I don't hate a lot of things, but I do hate a lack of mindful engagement in warm-ups. For workouts, I hate sloppiness and apathy in any part, but especially a warm-up. The beginning of the workout sets the tone for the rest of the work being done. Warm-ups are important.

I even hate to reference it as a warm-up anymore because of the connotations it seems to conjure up. I just tell the athletes "let's go!", and we get to work on different movements. If it's sloppy, we do it again. If it continues to be sloppy, we go to more extreme measures. Everything that we do, from start to finish, adds up, so crap is just going to lead to more crap. Warm-ups are not an audition for an extras role in "The Walking Dead"
'Oh, we're just doing some skips?'... NO! We are developing rhythm, foot and ground interaction, ankle/foot complex stiffness, postural coordination, relaxed stability - all with what should be a professional focus.

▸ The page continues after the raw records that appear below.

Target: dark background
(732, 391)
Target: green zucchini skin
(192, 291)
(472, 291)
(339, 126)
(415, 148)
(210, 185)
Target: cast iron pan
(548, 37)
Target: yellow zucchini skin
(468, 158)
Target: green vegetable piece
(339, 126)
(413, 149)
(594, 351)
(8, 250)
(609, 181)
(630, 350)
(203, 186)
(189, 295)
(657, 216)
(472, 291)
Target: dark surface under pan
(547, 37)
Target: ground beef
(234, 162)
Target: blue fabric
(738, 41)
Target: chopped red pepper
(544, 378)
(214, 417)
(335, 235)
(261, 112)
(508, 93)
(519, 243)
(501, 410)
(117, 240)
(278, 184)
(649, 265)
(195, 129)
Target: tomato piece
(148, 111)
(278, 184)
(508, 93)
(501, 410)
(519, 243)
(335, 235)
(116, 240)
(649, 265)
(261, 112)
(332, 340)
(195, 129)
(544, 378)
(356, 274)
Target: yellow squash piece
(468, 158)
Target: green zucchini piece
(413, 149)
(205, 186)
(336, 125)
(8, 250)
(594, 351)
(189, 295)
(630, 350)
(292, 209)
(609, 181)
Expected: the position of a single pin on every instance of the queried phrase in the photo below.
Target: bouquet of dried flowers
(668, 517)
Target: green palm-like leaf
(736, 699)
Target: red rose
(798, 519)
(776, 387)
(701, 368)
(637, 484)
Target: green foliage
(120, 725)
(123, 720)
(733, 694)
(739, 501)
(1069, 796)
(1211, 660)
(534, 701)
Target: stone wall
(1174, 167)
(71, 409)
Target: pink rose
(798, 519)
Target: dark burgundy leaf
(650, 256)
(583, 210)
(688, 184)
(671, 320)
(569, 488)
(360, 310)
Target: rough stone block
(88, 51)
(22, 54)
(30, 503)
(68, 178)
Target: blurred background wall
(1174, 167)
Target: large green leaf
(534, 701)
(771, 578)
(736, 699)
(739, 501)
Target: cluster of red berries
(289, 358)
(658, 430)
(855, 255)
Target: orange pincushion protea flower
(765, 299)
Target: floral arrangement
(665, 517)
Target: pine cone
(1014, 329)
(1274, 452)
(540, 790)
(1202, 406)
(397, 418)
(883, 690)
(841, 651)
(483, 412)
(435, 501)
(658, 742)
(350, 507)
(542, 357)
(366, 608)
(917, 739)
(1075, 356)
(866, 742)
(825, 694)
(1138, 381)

If a lunge is in the warm-up, it should look like a goddamn lunge. If it's a lunge walk, then each step should be a lunge, not a couple lunges inter-mixed with walking.

Lateral lunge... with a 10 degree knee bend? Hands on the thighs, like the elderly? With a spinal position of that of a dog going #2 on the lawn?

Warm-ups don't have to always be structured in drill style... for us, some days, in the beginning of our workouts we'll make things a bit more playful (sometimes adding in some type of ball) for the energetic effects - jostling, dodging, tossing and catching, shooting, kicking, etc... and I am very much ok with smiling and laughing, but there is a big difference between enjoying something and just jacking off (or slap-dicking, as a fellow coach of mine would say). I want the athletes to have the maturity to be able to be playful, yet fully engaged and trying. Once again, I loathe, looooatttthhhhe, the nonchalance.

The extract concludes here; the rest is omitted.